発表

2A-073

挫折経験の意味づけと自我同一性の発達の関連
―他者視点の取り入れの有無による違いの検討―

[責任発表者] 外山 結:1
[連名発表者・登壇者] 永久 ひさ子:1
1:文京学院大学

問題と目的 挫折とは,ある目的や目標への到達を目指して続けてきたことが,中途でくじけ折れ,だめになることである(北村, 1983)。その挫折に対して様々な対応がなされるが,対処ができないと判断すると,自己の無力性を感じ,意欲を失い,情緒的にも抑うつ状態に陥る可能性がある(北村, 1983)。堀田・杉江(2013)は,挫折経験が自我同一性の達成につながる場合もあり,この違いには挫折経験の意味づけが関連するという。このことから,挫折経験は自我同一性の拡散につながる可能性がある。我々は,挫折経験を乗り越えるために,カウンセラーなどに話したり,インターネットや本で自分と同様の経験について調べたりすることがある。牧野(2014)は,悩みを他者に相談することで解決の糸口が見つかり,または解決はしなくとも心が晴れたと感じることを明らかにしている。松下(2008)は,挫折経験への対処法として,同様の境遇の人と悩みを共有する相談以外のものもあると述べている。このような他者の視点を取り入れることは,挫折経験の意味づけを行う上でどのような意味があるのだろうか。本研究では,挫折経験に対する意味づけと自我同一性の発達との関連を検討するとともに,それが他者視点の取り入れによってどう異なるかについて検討することを目的とした。

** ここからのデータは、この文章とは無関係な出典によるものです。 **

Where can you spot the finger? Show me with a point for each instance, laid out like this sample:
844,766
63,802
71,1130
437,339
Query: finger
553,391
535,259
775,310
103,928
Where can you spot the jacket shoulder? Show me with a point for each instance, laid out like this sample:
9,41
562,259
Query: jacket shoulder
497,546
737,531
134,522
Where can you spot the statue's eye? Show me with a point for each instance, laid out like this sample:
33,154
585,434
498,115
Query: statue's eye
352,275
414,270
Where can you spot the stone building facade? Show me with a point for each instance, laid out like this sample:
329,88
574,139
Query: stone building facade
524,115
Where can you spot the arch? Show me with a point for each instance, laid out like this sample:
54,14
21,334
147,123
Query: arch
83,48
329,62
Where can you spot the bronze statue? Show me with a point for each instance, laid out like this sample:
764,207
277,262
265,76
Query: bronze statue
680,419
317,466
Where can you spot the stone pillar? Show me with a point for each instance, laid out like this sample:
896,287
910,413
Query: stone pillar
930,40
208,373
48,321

方法 大学生149名(男性55名,女性92名,不明2名,平均年齢19.05歳,SD=1.23)を対象に質問紙調査を行った。調査内容は,挫折経験の意味づけ:宅(2005)のストレスに対する意味の付与尺度13項目に加え,将来に対する考え方の5項目を独自に作成して追加した。自我同一性:多次元自我同一性尺度(谷,2001)20項目,独自に作成した他者視点の取入れに関する項目をいずれも4件法で回答を求めた。

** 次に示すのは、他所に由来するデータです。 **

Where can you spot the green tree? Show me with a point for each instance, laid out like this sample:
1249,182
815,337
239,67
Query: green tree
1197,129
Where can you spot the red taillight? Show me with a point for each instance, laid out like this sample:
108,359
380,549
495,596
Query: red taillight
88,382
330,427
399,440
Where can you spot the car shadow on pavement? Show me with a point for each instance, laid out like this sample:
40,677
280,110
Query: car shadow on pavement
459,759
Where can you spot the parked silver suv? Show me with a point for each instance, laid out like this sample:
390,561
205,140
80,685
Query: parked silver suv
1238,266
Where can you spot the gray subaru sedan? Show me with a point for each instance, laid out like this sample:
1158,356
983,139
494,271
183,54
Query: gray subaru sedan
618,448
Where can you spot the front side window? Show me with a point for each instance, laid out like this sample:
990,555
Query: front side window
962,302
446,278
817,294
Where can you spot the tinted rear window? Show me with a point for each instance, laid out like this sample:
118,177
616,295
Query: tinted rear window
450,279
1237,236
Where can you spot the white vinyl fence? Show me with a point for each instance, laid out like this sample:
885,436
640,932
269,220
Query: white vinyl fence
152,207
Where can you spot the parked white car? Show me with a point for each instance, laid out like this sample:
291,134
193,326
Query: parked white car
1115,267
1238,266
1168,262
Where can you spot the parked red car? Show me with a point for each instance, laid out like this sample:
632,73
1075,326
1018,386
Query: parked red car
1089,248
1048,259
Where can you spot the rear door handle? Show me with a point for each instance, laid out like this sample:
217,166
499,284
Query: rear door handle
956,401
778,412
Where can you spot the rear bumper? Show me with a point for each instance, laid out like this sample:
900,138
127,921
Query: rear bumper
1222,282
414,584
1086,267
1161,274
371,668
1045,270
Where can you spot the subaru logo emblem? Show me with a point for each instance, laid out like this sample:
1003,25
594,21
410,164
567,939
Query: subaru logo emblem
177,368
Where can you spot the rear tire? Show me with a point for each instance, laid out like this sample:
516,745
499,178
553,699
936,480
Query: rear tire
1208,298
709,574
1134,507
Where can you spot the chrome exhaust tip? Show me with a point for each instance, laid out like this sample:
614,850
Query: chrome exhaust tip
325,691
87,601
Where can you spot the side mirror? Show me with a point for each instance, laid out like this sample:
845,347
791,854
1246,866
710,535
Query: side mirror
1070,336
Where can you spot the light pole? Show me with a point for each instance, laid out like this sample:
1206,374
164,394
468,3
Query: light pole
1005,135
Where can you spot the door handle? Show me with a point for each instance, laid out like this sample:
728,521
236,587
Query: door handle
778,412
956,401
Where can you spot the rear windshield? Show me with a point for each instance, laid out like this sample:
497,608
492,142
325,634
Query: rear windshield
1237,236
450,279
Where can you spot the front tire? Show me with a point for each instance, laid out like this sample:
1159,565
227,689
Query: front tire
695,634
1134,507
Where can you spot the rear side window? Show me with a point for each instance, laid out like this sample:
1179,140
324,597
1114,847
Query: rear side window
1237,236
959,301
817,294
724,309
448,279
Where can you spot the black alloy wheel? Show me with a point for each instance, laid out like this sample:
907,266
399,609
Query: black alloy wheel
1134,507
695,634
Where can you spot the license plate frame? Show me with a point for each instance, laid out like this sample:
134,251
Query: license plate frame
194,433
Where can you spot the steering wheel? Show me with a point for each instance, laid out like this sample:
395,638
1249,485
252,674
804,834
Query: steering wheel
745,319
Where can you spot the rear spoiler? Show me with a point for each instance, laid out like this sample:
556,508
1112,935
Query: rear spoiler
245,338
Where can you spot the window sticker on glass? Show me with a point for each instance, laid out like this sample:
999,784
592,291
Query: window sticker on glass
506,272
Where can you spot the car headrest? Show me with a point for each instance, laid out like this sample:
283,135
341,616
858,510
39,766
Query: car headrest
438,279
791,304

結果と考察 挫折経験の意味づけ尺度項目について,主因子法,プロマックス回転による因子分析を行った。その結果3因子を抽出し,それぞれ “ポジティブな側面への焦点づけ”,“出来事を経験した自己に対する評価”,“出来事のもつメッセージ性のキャッチ”とした。
挫折経験の意味づけと自我同一性の関連を検討するために,相関分析を行った(Table1)。その結果,“出来事を経験した自己に対する評価”と“心理社会的同一性”の間に有意な正の相関がみられた。

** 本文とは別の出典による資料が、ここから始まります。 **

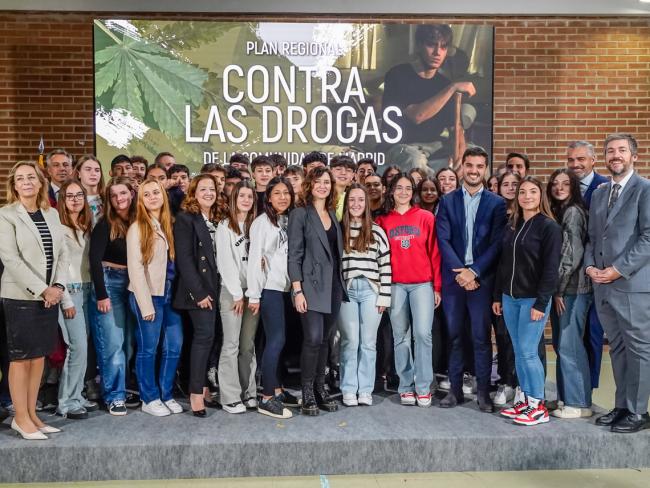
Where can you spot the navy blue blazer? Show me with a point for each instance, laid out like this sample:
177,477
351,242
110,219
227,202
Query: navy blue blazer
486,241
595,183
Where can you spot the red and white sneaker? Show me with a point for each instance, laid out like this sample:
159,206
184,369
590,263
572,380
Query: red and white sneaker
407,398
424,400
515,410
532,415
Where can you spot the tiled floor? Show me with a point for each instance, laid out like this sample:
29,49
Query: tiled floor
625,478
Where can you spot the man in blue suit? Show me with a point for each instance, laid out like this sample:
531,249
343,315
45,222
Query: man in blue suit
470,225
581,159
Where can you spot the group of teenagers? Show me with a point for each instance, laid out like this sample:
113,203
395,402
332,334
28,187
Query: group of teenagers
442,259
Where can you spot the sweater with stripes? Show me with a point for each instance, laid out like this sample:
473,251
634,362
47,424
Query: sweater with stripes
374,264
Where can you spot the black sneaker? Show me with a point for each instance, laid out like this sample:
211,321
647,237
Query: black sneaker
287,399
132,400
117,408
273,408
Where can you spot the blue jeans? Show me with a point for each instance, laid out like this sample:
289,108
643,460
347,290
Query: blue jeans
573,373
75,335
358,323
272,316
414,301
168,322
110,332
525,334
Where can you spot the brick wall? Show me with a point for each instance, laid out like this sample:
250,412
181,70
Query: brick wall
556,79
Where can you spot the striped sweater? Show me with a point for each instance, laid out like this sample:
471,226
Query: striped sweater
374,264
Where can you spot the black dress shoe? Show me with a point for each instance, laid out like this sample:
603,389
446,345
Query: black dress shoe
632,422
612,417
451,400
485,403
211,403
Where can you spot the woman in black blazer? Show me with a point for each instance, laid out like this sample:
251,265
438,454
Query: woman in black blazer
198,283
315,250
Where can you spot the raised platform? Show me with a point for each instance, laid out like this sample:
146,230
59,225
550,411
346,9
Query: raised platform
384,438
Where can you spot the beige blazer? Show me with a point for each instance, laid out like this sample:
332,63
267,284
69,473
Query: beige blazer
23,255
147,280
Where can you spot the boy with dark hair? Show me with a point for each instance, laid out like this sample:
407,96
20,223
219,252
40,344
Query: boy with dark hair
262,167
313,160
280,163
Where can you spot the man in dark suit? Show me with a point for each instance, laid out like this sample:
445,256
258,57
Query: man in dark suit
617,259
581,159
470,225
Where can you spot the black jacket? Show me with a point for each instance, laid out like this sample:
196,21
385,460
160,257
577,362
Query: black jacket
195,264
530,260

これは,“この経験が自信になっていると思う”など挫折を経験した自己に対してポジティブな評価を行うことで,自分には社会の中でも頑張っていける力があるなどという考え方から社会とのつながりを見出し,社会への適応力を高めたと考えられる。
次に,これらの関係が,他者視点の取り入れの有無別によって違いがあるかを検討した(Table2)。その結果,他者に“話した”群では,“出来事のもつメッセージ性のキャッチ”と“自己斉一性・連続性”の間に弱いながらも負の相関がみられた。
“出来事のもつメッセージ性のキャッチ”が高いと“自己斉一性・連続性”が低くなり自己変容をもたらしたのではないかと考えられる。堀田・杉江(2013)は,挫折経験は自己変容をもたらす契機であると述べている。このことから,他者視点の取入れを行った場合には,挫折経験のもつメッセージ性が獲得され,その結果自己変容がもたらされ,挫折経験の捉え直しがなされることで自己変容が促進されると考えられる。また,“話さなかった”群では,相関はみられなかったため他者に話したことで自己変容が促進したと考えられる。
次に“話さなかった”群では,“出来事を経験した自己に対する評価 ”と“心理社会的同一性”との間に相関があり,“出来事を経験した自己に対する評価”の高さが“心理社会的同一性”を左右することが示された。
挫折経験による抑うつ状態は視野を狭める。そのため,他者視点の取り入れがない場合には,挫折経験を自分の自信に繋げられるような強さを持った人ならば,“心理社会的同一性”の発達につながるが,そうでない場合には,自我同一性が退行する可能性があるといえるだろう。
引用文献 堀田 亮・杉江 征(2013).挫折経験の意味づけが自己概念の変容に与える影響感 心理学研究,84,408-418.
北村 晴朗(1983).挫折経験の意味(“おちこぼれ新論”特集)教育と医学,31,479-485.